Ms. Reardon graduated from Central High School in 1976 before attending Dartmouth College and the Law School at Penn. In 1983, she joined the Manchester law firm of McLane, Graf, Raulerson & Middleton. She practiced there for five years while simultaneously serving two terms as a State Representative. In her second term, she was named Democratic Whip. In 1988, Reardon held a senior position on Paul McEachern’s campaign for governor, and later worked on the 2004 campaigns of John Lynch for Governor and John Kerry for President.

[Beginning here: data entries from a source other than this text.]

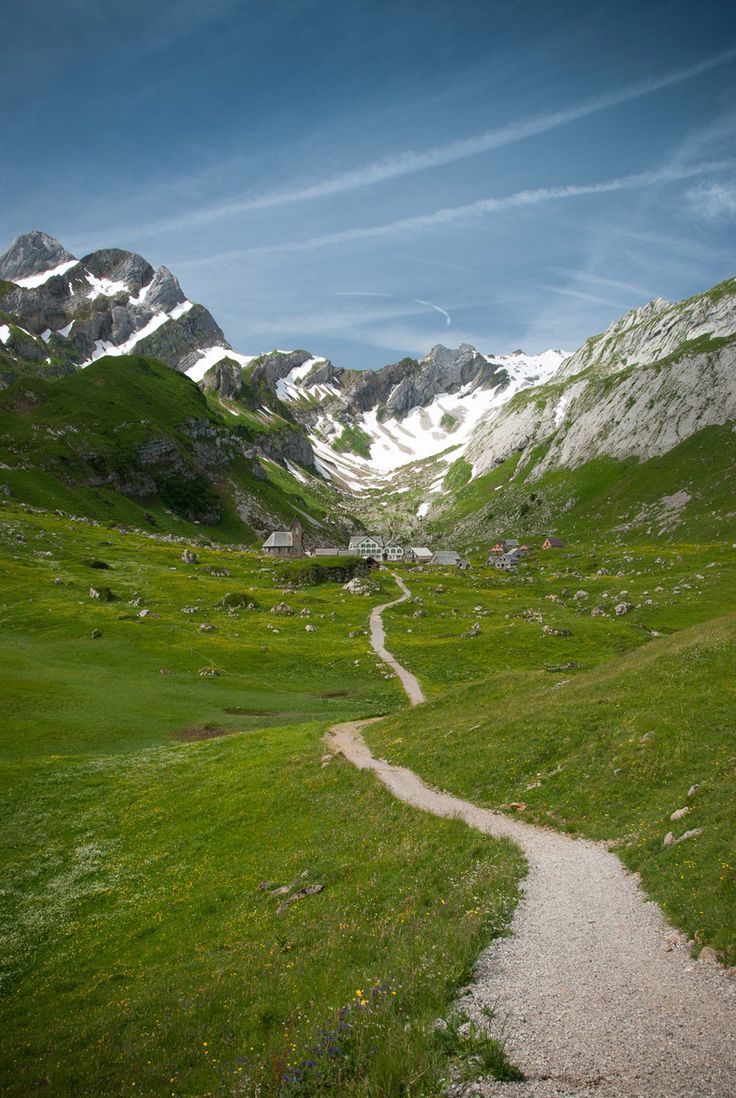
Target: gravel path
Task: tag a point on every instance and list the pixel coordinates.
(409, 682)
(595, 996)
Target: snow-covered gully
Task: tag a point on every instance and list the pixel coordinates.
(594, 995)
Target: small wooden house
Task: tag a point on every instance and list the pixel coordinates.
(286, 542)
(419, 555)
(366, 545)
(447, 557)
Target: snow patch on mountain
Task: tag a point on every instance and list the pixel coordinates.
(287, 389)
(33, 280)
(210, 357)
(103, 287)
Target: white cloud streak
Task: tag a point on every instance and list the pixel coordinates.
(437, 309)
(411, 161)
(714, 201)
(448, 215)
(375, 293)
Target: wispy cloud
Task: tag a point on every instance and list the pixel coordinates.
(437, 309)
(578, 294)
(714, 201)
(468, 212)
(375, 293)
(412, 161)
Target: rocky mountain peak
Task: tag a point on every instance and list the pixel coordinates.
(116, 266)
(32, 254)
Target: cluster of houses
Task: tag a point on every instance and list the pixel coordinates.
(372, 548)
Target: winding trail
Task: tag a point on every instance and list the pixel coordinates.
(594, 995)
(409, 681)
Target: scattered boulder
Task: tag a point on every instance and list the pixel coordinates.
(671, 841)
(358, 586)
(236, 600)
(309, 891)
(707, 955)
(103, 594)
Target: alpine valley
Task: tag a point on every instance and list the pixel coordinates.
(122, 400)
(202, 895)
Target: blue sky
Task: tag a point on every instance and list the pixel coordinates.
(367, 178)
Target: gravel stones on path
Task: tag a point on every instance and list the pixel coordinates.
(593, 994)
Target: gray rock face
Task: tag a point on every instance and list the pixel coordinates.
(443, 371)
(164, 291)
(629, 392)
(32, 254)
(119, 266)
(108, 297)
(177, 338)
(275, 366)
(287, 445)
(225, 379)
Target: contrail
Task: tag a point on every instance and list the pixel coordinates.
(436, 309)
(404, 164)
(375, 293)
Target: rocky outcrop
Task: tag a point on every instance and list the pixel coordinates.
(99, 305)
(443, 371)
(32, 254)
(179, 337)
(269, 369)
(632, 392)
(225, 379)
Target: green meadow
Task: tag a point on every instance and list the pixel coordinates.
(194, 900)
(601, 727)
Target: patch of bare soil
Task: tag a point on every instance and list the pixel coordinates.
(205, 732)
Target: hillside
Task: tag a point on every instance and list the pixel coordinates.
(130, 440)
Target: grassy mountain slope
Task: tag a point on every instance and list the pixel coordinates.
(627, 501)
(600, 727)
(129, 438)
(141, 819)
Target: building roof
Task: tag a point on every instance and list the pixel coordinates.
(357, 538)
(280, 539)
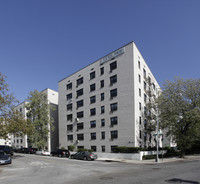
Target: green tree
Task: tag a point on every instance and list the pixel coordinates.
(179, 111)
(39, 114)
(11, 122)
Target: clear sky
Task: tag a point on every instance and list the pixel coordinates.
(44, 41)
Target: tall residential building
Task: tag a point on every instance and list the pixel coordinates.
(102, 105)
(52, 142)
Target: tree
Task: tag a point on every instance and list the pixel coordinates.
(179, 111)
(11, 122)
(39, 114)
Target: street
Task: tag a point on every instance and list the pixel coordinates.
(34, 169)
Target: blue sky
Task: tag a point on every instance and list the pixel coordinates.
(44, 41)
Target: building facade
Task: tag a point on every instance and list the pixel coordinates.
(101, 106)
(52, 143)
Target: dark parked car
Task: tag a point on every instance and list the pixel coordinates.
(60, 153)
(84, 155)
(7, 149)
(4, 158)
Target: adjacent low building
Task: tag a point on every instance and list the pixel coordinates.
(102, 105)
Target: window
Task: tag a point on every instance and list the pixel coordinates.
(80, 126)
(94, 148)
(113, 121)
(79, 93)
(70, 137)
(145, 86)
(69, 128)
(102, 109)
(139, 78)
(144, 73)
(69, 96)
(139, 64)
(80, 137)
(92, 99)
(80, 114)
(102, 83)
(69, 107)
(69, 86)
(92, 124)
(69, 117)
(79, 81)
(92, 112)
(93, 136)
(113, 93)
(113, 66)
(102, 96)
(140, 106)
(114, 134)
(102, 122)
(113, 79)
(102, 70)
(102, 135)
(92, 87)
(92, 75)
(79, 103)
(145, 98)
(113, 107)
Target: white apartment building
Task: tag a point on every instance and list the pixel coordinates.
(102, 105)
(52, 143)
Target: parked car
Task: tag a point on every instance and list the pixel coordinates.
(5, 158)
(7, 149)
(42, 152)
(84, 155)
(60, 153)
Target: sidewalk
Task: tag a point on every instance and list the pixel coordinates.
(152, 161)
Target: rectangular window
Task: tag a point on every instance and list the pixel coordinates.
(93, 136)
(69, 107)
(102, 122)
(102, 70)
(69, 128)
(69, 96)
(70, 137)
(114, 134)
(92, 75)
(93, 112)
(94, 148)
(92, 99)
(79, 103)
(92, 87)
(79, 81)
(113, 107)
(102, 109)
(113, 93)
(69, 117)
(113, 66)
(80, 126)
(80, 114)
(69, 86)
(102, 96)
(80, 137)
(93, 124)
(102, 135)
(113, 120)
(102, 83)
(113, 79)
(79, 93)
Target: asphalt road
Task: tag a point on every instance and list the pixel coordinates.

In 1989, she became a public defender, and three years later, was the inaugural Public Affairs Director for Planned Parenthood of Northern New England. When Jeanne Shaheen became Governor of New Hampshire, she hired Ms. Reardon as her legal counsel in 1997. When Shaheen was elected a U.S. Senator in 2009, Ms. Reardon accompanied her to Washington, D.C., serving as political strategist and Chief Counsel. During these years, Ms. Reardon was often featured in news outlets including The Washington Post, Politico, NBC News, and The Boston Globe. Over the years, Ms. Reardon advocated for increased education funding, protected abortion access, and expanded rights of LGBTQ individuals.

Ms. Reardon frequented political rallies and party meetings; passionately advocated blockage of Northern Pass, a controversial power line project from Canada through New Hampshire; and often volunteered for local political campaigns. More recently, she started a blog, ReardonReports, which offered her insights on New Hampshire politics. An adventurer, Ms. Reardon traveled the world with her older sister, State Rep. Patty Cornell (D-Manchester), including to Africa, Iceland, Italy, and U.S. state parks. She also loved horror films. She was remembered by colleagues and politicians for her tenacity, humor, brilliance, and big heart.

Ms. Reardon is survived by her sister, Patty; and cat, Huey.